Unfortunately for some shareholders, the BYD (HKG:1211) share price has dived 31% in the last thirty days. The recent drop has obliterated the annual return, with the share price now down 28% over that longer period.
Assuming nothing else has changed, a lower share price makes a stock more attractive to potential buyers. While the market sentiment towards a stock is very changeable, in the long run, the share price will tend to move in the same direction as earnings per share. So, on certain occasions, long term focussed investors try to take advantage of pessimistic expectations to buy shares at a better price. One way to gauge market expectations of a stock is to look at its Price to Earnings Ratio (PE Ratio). A high P/E implies that investors have high expectations of what a company can achieve compared to a company with a low P/E ratio.

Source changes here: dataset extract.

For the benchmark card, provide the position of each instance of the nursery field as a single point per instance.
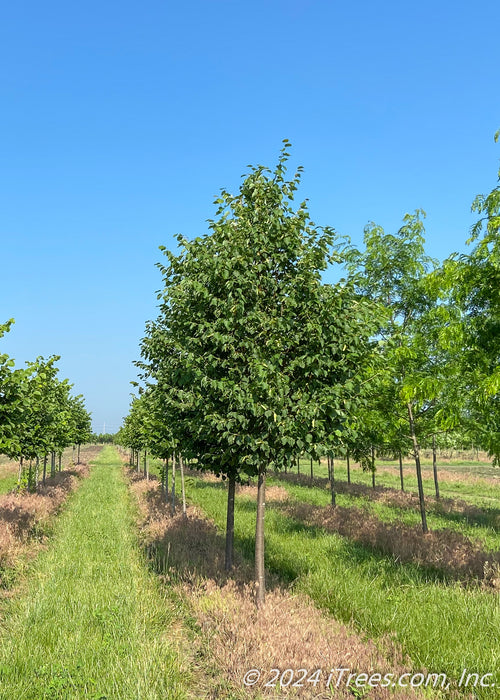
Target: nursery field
(127, 601)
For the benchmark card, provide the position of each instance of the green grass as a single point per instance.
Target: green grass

View our latest analysis for BYD
Does BYD Have A Relatively High Or Low P/E For Its Industry?
BYD's P/E of 35.42 indicates some degree of optimism towards the stock. As you can see below, BYD has a much higher P/E than the average company (7.8) in the auto industry.
BYD's P/E tells us that market participants think the company will perform better than its industry peers, going forward. The market is optimistic about the future, but that doesn't guarantee future growth. So further research is always essential. I often monitor director buying and selling.
How Growth Rates Impact P/E Ratios
Companies that shrink earnings per share quickly will rapidly decrease the 'E' in the equation. That means unless the share price falls, the P/E will increase in a few years. So while a stock may look cheap based on past earnings, it could be expensive based on future earnings.
BYD's earnings per share grew by 4.1% in the last twelve months. And earnings per share have improved by 37% annually, over the last five years. Unfortunately, earnings per share are down 18% a year, over 3 years.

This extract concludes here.